In August 1974, Charles and Betty Staver bought the Mullican's 74 acres. Like the Huffords and Mullicans before them, the Stavers had lived in a town (Freeport) prior to moving to the country. The timing of when they arrived is unclear, but it seems the Stavers bought the property with the intention of building a new house on it. In November 1973, the Stavers applied for a permit to build a home on Farm School Road. In May 1974, the Stavers held an auction at the property for various items that included small farm equipment used for hay baling and transporting livestock. We don't know why they were able to do this prior to owning the property in August 1974, but the permit application and auction suggest they might have already been living in our house.
In June of 1977, Charles Staver placed an advertisement in the Freeport Journal-Standard for the sale of their new house. An over-the-road driver, Charles was away from home frequently and his wife didn't like to be alone in the country. Stephenson County real estate transactions show that the Staver's purchased a house in Freeport in March of that same year. Their life in the country was over. The Staver's sold their newer house to our neighbors, Jim and Janaan Ingram, and the original house and acreage to Harry Espenscheid.

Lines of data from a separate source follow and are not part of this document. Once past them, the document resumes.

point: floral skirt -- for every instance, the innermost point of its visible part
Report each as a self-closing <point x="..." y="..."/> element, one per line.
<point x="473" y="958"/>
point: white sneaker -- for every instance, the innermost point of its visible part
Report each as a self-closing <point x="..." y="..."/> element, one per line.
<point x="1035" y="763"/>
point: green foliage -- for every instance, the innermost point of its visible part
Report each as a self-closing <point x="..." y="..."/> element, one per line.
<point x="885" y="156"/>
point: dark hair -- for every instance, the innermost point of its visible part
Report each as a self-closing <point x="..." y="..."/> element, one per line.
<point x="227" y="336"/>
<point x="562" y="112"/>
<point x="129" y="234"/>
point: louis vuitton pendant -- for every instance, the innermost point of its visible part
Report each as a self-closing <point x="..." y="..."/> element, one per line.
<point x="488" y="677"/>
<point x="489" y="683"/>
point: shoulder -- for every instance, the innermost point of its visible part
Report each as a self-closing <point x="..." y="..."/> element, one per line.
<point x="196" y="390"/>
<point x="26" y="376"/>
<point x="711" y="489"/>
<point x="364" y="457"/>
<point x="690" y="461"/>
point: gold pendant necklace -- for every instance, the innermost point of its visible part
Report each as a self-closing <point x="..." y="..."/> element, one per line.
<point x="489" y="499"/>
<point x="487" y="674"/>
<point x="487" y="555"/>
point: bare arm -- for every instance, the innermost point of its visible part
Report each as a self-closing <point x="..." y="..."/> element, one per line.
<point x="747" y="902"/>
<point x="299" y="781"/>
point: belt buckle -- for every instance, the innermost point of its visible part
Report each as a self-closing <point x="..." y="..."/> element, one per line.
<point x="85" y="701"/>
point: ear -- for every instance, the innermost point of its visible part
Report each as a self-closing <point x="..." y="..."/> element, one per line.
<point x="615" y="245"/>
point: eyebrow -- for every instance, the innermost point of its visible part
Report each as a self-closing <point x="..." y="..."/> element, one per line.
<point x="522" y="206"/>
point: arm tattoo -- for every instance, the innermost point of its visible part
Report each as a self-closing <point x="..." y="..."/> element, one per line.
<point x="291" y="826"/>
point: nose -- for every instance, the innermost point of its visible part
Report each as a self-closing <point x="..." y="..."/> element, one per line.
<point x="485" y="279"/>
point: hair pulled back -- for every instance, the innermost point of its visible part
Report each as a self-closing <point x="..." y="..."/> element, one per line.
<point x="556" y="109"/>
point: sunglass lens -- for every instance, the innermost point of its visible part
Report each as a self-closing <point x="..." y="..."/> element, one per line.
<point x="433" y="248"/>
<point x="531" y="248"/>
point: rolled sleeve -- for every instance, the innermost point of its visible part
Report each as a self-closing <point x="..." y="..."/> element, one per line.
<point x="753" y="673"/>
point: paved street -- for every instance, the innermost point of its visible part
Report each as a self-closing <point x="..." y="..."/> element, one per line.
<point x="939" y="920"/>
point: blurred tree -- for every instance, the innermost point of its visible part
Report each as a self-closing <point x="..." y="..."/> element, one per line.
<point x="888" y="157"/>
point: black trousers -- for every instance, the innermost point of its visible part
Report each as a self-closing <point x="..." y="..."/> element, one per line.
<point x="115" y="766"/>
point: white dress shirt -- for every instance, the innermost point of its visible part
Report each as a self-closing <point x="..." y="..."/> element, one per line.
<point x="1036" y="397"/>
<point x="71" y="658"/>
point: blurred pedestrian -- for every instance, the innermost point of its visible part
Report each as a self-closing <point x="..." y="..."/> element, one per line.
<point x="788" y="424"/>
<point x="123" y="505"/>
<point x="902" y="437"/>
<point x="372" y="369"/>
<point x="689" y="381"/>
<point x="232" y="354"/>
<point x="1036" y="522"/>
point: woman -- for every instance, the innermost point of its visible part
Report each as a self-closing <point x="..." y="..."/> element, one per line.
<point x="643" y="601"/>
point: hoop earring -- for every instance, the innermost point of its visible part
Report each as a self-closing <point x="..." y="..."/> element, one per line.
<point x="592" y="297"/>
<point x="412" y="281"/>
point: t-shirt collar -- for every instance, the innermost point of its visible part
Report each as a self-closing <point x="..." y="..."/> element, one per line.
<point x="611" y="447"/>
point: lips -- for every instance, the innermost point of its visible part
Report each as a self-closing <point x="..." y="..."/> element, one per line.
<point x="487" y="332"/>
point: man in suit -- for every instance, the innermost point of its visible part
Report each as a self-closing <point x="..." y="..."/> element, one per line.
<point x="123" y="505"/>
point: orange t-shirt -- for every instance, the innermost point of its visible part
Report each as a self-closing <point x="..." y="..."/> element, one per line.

From there, our home began about a 20-year period as a rental property. A 1977 plat map of Rock Run Township (below), as well as various rural directories from the late-1970s and 1980s, do not even show the original house. At that point in its life, the house probably was in need of modernizing, which may have been why the Stavers chose to build a new home. Charles was in his early-50s in 1973, and possibly at a point in life where the motivation for remodeling, rewiring, re-roofing and re-everything wasn't there anymore.
Charles Staver died in 1983 and is buried in the Chapel Hill cemetery in Freeport. Betty was buried beside him after her death in 2007.